Vedere un immigrato come una risorsa economica, magari titolare di diritti umani, per benevola concessione, e vederlo come un essere umano che valica un confine tracciato arbitrariamente dagli stessi gruppi di potere che ne determinano la ineludibile condizione di sfruttamento ed indigenza sul suo proprio territorio “nazionale”, fa la differenza.
Non solo fa la differenza, ma porta con sé tutte le conseguenze del caso. Ovvero la capacità di trascendere la retorica di regime e gettare uno sguardo empatico verso questa massa di disgraziati che intraprende viaggi di migliaia di km per fuggire da scenari apocalittici che è la nostra stessa civiltà a determinare.
Si potrebbe parlare a lungo di intere nazioni poste a monocultura di banane, caffé, tabacco e delle ripercussioni economiche di una minima variazione del prezzo di questi beni sulle economie di questi popoli. Si potrebbe parlare a lungo dello sfruttamento dei giacimenti di uranio o petroliferi, che rendono invivibili interi insediamenti autoctoni, forzando le popolazioni locali alla migrazione.
Ma tu queste cose le sai meglio di me.
Al di là del metodo, opinabile, ritengo che la sostanza della critica mossa al tuo articolo non debba retrocedere di un millimetro.
L’immigrato è un essere umano, che a sua volta è cosa ben diversa dal “titolare di diritti umani”, arbitrariamente sanciti dai potentati occidentali, che a sua volta è cosa ben diversa dalla “risorsa economica” della quale parli.
Su questo non ho alcun dubbio.
Salaam.
@Z:
Ciao. A me personalmente non piace abbaiare alla luna, ma (spesso) mi sono simpatici coloro che lo fanno.
L’immigrato non è una risorsa “economica”. E’ una risorsa, punto. Perchè porta “nuovo” dentro il vecchio. Perchè sia SOLO una risorsa e non diventi (suo malgrado, ovviamente: mica è colpa sua!) un “problema” il flusso migratorio va gestito: perchè uno ad uno siamo tutti “risorse” ma se siamo una marea possiamo diventare un “problema”.
SUl fatto che l’immigrazione è provocata da un sistema economico mondiale profondamente INGIUSTO e DA CAMBIARE sfondi una porta splancata, e lo sai.
Non preoccuparti del modo come dici le cose: so distinguere chi insulta da chi difende con passione le sue idee (e questi secondi, come ti ho già detto, li apprezzo SOPRATTUTTO quando mi criticano)

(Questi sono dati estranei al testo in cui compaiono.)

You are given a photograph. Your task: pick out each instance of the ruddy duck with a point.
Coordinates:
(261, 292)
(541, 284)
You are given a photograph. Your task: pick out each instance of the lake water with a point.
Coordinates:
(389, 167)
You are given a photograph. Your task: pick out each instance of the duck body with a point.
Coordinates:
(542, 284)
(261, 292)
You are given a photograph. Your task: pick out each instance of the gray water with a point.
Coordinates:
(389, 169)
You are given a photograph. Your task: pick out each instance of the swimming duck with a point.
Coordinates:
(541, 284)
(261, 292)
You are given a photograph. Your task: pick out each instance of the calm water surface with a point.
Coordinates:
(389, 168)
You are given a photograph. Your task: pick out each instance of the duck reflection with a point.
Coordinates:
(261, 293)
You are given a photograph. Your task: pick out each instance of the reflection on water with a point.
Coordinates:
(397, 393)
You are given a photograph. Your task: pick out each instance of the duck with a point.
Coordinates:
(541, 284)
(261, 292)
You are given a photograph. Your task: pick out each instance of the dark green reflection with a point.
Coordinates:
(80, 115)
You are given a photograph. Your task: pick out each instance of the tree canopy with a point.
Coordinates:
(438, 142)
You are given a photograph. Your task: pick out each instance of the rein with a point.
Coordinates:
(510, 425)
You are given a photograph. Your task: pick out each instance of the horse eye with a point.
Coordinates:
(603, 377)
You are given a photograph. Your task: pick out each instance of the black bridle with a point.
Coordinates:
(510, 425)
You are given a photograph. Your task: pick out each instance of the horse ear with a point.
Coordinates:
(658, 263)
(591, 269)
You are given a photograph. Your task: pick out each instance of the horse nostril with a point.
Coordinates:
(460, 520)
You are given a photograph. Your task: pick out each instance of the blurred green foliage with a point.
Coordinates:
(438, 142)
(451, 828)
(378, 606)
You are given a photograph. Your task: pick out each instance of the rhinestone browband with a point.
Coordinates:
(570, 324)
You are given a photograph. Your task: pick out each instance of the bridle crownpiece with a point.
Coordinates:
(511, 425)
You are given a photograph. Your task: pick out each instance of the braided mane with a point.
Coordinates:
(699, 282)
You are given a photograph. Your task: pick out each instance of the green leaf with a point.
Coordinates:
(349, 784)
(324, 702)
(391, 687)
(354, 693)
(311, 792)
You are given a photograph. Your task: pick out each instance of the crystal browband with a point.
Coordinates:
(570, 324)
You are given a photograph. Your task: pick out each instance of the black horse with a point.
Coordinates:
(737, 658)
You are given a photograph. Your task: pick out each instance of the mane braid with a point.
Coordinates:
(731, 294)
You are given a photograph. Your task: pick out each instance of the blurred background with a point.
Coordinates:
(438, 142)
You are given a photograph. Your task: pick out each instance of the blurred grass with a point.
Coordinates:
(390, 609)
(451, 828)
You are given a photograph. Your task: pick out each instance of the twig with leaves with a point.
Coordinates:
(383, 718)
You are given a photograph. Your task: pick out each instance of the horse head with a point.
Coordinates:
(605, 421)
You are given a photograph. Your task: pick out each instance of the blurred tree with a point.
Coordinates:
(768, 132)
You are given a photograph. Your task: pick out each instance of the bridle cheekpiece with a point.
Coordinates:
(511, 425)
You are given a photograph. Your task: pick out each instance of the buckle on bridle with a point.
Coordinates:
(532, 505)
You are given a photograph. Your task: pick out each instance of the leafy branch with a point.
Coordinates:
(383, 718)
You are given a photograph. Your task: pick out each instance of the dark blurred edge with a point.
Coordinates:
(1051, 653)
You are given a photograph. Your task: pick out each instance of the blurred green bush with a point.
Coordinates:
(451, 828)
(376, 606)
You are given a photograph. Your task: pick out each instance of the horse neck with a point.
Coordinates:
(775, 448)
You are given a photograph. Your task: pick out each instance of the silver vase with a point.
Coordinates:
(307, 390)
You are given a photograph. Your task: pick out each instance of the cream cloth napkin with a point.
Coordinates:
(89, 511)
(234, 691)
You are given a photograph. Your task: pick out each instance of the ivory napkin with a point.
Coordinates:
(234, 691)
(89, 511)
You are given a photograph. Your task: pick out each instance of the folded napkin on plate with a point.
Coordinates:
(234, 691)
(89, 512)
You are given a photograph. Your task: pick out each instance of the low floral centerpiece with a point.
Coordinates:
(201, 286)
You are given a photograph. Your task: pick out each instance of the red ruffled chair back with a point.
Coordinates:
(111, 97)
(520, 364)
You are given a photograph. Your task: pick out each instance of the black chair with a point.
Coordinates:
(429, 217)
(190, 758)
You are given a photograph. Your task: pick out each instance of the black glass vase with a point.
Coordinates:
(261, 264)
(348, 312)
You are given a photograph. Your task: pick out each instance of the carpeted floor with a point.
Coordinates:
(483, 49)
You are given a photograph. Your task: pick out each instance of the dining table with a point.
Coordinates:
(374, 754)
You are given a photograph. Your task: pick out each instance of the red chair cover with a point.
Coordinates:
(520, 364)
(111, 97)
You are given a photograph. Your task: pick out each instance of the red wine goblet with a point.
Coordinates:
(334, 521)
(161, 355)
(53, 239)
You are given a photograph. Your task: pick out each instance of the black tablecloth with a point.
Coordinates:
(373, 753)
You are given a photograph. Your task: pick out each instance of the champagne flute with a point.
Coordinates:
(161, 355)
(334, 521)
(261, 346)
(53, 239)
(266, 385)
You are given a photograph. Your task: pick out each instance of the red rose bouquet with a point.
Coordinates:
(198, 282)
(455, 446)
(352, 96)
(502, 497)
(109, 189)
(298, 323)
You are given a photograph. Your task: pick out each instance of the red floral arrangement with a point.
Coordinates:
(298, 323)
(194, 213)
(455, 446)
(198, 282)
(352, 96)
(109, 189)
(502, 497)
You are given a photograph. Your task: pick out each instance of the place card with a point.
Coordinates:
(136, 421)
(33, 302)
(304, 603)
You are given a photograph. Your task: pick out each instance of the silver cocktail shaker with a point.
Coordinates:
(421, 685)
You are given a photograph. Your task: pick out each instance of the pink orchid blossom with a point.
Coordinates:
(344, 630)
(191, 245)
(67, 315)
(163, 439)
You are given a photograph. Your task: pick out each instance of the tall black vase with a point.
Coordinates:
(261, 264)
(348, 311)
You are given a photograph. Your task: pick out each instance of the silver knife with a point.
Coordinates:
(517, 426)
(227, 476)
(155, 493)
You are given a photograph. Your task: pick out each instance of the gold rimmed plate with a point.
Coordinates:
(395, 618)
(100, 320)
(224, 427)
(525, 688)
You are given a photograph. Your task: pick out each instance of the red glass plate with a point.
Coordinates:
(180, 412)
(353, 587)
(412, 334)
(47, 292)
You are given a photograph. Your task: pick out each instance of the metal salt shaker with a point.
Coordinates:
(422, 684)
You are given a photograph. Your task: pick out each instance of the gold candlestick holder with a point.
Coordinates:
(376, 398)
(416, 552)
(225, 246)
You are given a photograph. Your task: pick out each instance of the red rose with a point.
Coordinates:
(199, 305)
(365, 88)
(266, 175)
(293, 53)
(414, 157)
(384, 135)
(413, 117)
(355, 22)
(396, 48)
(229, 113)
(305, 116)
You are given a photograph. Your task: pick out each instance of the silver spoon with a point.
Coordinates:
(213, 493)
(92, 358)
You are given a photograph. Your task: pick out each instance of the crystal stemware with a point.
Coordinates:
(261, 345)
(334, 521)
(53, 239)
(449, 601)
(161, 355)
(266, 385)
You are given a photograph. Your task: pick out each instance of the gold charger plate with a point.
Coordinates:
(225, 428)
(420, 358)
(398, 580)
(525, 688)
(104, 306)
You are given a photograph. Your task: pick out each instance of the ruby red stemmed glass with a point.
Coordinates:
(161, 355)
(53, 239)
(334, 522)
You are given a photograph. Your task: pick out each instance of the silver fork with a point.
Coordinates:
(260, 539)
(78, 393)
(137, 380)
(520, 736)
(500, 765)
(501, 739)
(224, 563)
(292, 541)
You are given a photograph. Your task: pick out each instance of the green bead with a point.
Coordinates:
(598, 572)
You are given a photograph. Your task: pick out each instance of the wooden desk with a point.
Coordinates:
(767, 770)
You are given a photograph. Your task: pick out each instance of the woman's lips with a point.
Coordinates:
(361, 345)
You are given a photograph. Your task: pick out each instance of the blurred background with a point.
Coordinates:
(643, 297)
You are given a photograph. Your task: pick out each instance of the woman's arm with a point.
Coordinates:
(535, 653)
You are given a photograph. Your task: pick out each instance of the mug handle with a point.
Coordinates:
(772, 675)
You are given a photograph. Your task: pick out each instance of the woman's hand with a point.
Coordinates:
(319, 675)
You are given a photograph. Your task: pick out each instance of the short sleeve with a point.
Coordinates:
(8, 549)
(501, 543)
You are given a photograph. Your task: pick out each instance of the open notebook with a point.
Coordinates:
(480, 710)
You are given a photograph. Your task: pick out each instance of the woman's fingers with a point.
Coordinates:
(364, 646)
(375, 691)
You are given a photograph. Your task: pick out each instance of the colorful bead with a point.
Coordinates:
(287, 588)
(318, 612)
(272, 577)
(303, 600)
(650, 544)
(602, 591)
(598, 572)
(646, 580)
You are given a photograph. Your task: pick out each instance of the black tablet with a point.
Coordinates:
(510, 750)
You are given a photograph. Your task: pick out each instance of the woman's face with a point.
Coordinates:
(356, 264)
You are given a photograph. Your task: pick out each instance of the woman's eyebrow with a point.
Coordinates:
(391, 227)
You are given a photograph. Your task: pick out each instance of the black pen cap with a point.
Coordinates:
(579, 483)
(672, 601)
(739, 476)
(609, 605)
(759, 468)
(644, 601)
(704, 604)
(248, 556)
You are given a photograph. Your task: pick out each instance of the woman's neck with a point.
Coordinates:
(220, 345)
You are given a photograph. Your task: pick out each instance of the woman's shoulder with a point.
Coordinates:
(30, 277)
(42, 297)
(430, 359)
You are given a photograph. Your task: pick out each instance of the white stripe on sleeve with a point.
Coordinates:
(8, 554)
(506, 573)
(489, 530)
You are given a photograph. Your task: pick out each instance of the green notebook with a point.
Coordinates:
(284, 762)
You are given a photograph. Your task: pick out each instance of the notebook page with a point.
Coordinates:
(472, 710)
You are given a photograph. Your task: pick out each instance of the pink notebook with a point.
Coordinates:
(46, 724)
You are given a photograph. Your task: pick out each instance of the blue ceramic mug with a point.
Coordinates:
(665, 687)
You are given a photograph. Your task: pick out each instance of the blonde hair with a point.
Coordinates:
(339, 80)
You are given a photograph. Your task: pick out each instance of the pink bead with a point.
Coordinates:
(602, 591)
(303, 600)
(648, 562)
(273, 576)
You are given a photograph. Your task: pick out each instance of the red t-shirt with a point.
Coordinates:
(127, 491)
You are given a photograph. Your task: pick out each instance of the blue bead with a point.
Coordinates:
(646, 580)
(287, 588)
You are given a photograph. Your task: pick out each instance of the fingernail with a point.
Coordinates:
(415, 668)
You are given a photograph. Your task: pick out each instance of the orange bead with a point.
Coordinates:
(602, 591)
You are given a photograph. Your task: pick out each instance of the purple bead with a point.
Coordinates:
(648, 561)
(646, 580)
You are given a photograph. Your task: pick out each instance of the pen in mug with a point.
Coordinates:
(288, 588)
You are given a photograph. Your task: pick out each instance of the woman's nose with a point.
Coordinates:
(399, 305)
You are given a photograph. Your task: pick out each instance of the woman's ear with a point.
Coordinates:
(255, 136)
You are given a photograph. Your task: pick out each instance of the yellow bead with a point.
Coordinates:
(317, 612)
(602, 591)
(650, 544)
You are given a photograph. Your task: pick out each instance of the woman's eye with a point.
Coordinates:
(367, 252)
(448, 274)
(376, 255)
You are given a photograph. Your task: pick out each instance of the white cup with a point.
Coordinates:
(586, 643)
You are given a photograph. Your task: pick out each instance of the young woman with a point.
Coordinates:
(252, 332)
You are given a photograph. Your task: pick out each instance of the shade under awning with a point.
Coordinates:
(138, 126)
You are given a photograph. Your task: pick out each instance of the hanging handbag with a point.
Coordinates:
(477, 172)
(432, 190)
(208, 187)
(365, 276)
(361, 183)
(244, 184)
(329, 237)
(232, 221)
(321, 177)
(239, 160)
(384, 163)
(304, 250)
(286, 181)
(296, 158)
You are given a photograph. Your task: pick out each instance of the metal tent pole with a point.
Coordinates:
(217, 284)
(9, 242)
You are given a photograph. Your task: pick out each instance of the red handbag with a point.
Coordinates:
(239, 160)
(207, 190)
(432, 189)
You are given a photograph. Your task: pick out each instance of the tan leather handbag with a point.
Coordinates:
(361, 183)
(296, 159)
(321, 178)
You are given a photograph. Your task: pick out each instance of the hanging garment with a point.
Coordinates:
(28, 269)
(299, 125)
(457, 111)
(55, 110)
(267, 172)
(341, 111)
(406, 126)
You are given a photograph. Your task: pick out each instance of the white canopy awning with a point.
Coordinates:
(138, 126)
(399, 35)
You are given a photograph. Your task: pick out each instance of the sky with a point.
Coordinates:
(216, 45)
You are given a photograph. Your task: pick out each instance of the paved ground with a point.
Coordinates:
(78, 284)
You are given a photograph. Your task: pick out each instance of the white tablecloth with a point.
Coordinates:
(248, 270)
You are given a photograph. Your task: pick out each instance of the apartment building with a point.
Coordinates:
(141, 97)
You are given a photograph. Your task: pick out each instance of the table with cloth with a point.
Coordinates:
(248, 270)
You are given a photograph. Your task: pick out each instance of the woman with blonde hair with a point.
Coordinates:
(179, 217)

“L’immigrato è un essere umano, che a sua volta è cosa ben diversa dal “titolare di diritti umani”, arbitrariamente sanciti dai potentati occidentali, che a sua volta è cosa ben diversa dalla “risorsa economica” della quale parli.”
Nenach’io ho dubbi su questo. Per risorsa, ribadisco, non intendo risorsa economica.
UN sorriso a te.
Carlo
Ho riletto l’articolo: hai ragione…non parli (esplicitamente) di risorsa economica.